Chamberlain appointed himself, Commissioner Jim Sides and County Manager Gary Page to the committee. He asked Page to contact Jim Emerson, chairman of the Rowan-Salisbury Board of Education, and set up a meeting if the school board still considers a central office a top priority.
Chamberlain said he had promised to deal with the central office issue starting in August and is keeping his word.
While other commissioners supported Chamberlain’s move, Jon Barber questioned the timing.
Barber said two seats on the Board of Commissioners will be decided in the November election, along with three seats on the school board.

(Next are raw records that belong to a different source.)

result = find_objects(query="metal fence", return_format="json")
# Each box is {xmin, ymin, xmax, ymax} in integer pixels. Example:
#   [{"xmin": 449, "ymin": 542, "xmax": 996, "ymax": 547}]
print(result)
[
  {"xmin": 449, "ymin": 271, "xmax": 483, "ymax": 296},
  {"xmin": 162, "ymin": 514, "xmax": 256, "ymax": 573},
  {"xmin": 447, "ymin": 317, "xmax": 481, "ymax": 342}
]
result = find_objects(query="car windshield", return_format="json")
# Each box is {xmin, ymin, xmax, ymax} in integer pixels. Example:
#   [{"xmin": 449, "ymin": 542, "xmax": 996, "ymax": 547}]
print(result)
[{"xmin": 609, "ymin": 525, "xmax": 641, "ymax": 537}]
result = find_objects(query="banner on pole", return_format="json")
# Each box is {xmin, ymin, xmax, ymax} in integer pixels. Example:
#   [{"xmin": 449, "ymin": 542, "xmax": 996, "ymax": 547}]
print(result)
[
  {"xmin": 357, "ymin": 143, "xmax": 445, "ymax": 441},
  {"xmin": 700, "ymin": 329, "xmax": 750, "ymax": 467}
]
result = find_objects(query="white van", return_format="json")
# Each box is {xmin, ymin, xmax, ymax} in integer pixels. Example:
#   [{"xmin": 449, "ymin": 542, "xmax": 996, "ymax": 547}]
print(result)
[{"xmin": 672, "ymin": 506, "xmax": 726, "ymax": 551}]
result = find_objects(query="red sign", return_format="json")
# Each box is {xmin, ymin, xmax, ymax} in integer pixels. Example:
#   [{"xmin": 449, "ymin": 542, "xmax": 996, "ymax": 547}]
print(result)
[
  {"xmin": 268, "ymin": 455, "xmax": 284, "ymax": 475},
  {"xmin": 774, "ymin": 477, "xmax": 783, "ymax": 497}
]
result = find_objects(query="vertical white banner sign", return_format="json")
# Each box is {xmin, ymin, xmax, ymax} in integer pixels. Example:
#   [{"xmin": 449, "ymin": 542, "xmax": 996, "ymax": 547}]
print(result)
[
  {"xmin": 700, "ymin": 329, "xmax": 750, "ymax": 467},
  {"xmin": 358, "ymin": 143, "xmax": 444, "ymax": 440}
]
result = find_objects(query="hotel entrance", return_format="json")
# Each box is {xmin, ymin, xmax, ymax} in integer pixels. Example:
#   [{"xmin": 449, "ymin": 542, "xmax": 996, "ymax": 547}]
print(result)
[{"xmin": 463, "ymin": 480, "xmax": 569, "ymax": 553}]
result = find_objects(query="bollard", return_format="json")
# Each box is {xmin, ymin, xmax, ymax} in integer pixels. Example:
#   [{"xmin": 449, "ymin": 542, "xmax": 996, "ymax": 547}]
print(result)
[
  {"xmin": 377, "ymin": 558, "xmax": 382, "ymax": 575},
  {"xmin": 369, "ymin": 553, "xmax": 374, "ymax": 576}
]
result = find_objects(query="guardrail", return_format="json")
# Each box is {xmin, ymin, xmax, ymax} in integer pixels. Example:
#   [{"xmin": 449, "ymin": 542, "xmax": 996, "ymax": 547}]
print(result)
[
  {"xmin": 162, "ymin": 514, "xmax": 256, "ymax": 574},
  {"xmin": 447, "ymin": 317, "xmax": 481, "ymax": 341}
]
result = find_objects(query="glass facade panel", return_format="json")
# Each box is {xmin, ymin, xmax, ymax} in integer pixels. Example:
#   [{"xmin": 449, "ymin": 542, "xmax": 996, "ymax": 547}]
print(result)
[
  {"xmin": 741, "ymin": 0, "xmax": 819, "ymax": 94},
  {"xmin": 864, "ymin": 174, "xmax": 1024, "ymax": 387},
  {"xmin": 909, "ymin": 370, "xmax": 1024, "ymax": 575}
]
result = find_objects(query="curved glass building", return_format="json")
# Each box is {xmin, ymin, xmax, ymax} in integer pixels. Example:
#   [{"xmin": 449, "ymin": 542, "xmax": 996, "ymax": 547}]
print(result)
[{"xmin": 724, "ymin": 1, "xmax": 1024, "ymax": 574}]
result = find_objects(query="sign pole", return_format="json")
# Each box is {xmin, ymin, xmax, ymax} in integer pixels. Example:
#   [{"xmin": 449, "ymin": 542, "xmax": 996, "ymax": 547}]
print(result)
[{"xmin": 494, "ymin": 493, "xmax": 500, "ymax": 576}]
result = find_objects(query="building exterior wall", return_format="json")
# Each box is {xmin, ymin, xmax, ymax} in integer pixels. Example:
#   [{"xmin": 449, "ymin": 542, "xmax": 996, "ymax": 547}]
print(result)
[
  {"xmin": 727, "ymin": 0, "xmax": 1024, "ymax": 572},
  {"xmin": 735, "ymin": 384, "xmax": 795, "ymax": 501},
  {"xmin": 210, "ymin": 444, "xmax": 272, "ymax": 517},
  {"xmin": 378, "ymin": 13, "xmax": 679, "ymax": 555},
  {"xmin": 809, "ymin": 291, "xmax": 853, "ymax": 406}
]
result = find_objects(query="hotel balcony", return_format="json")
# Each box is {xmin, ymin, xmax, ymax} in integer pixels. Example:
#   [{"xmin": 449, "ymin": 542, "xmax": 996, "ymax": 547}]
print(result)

He suggested the county should wait until the new boards are in place before tackling the central office issue.
“I said I would do it,” Chamberlain replied. “If they want to do it, so be it.”
Sides said anything the committee comes up with will come back to the full Board of Commissioners.
Commissioner Tina Hall suggested it could be a good time to resume joint meetings with the school board.
Chamberlain agreed, saying that possibility will be added to the discussions.
During public comment at the start of the board meeting, two North Rowan High School parents called on commissioners to force the school board to deal with inequities in the school system.
And a former school board member criticized the school system and suggested the school board is wasting money.
Ada Fisher, currently a candidate for the 77th N.C. House District, said she asked repeatedly for a list of all properties the school system owns and never got it during her four years on the board.
She called on the school board to buy back the Dunbar Center in East Spencer and use it for an alternative high school.
She noted that 666 students dropped out during the past school year and said, “The board of education can do better.”
Corine Mauldin, a North Rowan parent, held up a jar filled with asphalt she said came from the North track, which was resurfaced three years ago.
“It’s a disgrace,” said Mauldin, adding that the track is coming up in bits and pieces and unsafe for track meets.
She cited problems throughout the school system, saying the school board’s job is not to serve the needs of administrators but to serve the needs of students.
Mauldin said the focus should be on providing equal opportunities for students at all schools.
Wynna Howe, another North Rowan supporter, criticized the school board for what she called its failure to take any action to fill the 300 empty seats at North Rowan High School.
Howe said the public was told during the last school bond campaign that all county high schools would be filled to 85 percent of capacity, but North is at 58 to 60 percent.
She urged commissioners to push for better educational opportunities instead of supporting a central office.
“These are the faces of children left behind,” Howe said, holding up an open yearbook displaying dozens of pictures of students.